Strona:Poezye Ludwika Kondratowicza tom III-IV.djvu/536

Ta strona została przepisana.

Szkaradna puszcza, ciemna jak piwnica,
Albo jak oczy mojej lubej Zosi!
Zosia... piwnica... wino i dziewczyna,
To specyały, jak mówili starzy...
Ej, tam do licha! deszcz kropie poczyna,
Muszę tu przetrwać całą noc na straży;
Bo tędy szwedzcy mają iść szpiegowie,
Nam rozkazano pochwycić ich żwawo.
Mają mieć listy, z których wódz się dowie,
Czy ma uderzyć na lewo, czy prawo.
Niewielka sztuka wziąć za gardło Szweda
I grzecznie spytać: gdzie idzie? co niesie?
Jakoś się zrobi, — ale gorsza bieda,
Że mój towarzysz gdzieś zbłąkał się w lesie.
On puszczy nie zna, może gdzie i blizko
Błąka się tutaj przez ciemne zarosłe.
Uderzę w trąbkę, zapalę ognisko,
To mu w ten sposób znak o sobie poślę.

(Dobywa krzesiwa i hubki).
No!... jeśli ognia od razu wykrzeszę,

To znaczyć będzie, że Zosia jest stałą.

Krzesze ogień).
Ha! coś nie pali... bo się nazbyt śpieszę.

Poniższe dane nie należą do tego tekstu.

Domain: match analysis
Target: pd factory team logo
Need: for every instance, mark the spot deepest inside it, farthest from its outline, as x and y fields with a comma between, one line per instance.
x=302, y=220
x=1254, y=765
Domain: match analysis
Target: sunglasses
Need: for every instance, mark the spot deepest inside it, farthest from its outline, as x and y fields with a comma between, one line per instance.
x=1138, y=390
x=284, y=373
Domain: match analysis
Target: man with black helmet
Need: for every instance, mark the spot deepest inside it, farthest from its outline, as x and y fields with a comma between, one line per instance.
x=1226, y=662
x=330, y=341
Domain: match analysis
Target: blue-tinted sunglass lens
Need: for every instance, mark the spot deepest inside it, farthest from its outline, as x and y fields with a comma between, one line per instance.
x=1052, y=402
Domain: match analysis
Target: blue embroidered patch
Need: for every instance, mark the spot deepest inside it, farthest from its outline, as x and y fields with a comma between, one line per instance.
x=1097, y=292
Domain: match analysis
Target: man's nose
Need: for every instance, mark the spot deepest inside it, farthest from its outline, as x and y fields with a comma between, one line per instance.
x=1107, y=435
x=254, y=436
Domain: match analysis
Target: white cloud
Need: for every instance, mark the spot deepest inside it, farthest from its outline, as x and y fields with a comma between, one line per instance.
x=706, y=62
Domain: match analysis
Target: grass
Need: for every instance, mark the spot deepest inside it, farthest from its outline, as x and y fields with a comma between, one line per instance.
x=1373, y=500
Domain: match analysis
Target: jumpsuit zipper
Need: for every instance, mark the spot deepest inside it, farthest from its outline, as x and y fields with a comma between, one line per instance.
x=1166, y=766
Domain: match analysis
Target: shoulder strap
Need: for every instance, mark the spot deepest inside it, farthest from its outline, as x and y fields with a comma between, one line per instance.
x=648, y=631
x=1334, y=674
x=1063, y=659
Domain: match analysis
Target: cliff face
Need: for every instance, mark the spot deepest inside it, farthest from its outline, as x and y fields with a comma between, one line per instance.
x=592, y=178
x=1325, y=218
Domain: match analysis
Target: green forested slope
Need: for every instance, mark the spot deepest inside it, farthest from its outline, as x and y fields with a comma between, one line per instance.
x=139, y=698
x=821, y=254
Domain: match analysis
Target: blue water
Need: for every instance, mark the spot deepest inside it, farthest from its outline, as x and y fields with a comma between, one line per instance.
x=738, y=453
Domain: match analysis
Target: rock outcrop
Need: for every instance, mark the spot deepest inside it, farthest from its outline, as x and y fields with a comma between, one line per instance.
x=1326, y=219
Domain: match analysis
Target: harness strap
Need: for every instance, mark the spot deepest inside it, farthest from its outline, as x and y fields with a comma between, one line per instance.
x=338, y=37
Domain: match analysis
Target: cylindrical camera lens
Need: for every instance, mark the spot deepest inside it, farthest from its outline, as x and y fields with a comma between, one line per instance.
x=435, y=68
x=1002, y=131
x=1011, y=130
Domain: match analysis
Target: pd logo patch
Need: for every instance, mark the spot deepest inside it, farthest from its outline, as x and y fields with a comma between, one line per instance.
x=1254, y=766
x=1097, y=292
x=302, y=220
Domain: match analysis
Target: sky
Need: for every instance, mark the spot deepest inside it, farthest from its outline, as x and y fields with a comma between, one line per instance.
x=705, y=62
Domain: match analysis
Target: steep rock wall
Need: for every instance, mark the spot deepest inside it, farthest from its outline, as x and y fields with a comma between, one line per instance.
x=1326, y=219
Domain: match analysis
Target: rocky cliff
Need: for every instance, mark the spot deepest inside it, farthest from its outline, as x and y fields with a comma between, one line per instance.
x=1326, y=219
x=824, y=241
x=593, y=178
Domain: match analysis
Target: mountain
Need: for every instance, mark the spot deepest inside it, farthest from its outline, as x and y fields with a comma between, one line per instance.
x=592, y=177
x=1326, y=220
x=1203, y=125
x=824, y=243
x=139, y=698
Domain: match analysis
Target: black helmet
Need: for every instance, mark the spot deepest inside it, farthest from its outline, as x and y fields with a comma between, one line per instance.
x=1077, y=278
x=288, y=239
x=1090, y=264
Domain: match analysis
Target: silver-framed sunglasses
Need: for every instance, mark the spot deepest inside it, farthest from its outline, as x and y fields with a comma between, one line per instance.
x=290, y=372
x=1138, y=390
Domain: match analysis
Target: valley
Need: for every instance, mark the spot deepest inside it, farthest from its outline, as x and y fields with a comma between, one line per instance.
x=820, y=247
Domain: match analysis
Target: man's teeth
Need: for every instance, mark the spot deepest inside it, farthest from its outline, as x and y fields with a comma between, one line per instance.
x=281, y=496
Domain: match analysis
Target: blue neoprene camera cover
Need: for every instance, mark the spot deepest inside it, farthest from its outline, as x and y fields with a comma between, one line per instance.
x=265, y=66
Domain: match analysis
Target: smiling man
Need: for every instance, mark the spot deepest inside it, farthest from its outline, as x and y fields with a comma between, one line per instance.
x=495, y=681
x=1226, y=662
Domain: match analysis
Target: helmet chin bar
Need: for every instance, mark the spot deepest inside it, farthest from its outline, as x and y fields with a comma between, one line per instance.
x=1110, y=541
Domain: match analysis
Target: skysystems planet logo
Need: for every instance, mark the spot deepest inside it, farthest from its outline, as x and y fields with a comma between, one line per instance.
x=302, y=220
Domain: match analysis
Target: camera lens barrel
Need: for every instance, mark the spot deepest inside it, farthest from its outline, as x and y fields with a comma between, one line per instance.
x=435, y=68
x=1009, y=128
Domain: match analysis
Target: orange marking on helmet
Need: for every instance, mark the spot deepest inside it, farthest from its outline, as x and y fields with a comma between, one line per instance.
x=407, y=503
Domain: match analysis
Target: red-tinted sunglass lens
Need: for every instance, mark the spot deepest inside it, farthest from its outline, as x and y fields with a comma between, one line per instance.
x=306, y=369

Raz, drugi, trzeci, ot niby zatlało,
Iskry się sypią, tylko wiatr zawiewa:
Tu stałość Zosi nie winna nic wcale.
Ot pójdę lepiej pod konary drzewa
I tam w zaciszy ognisko rozpalę.

(Wychodzi na chwilę i wraca z rozpaloną drzazgą i w pniu
roznieca ogień).
A co? mówiłem... ot jak jasno bucha!

Bo Zosia wierność dochowa najściślej.
Och! to dodaje rycerskiego ducha,
Jeśli człek wierzy, że ktoś o nim myśli.

(Uderza w trąbkę).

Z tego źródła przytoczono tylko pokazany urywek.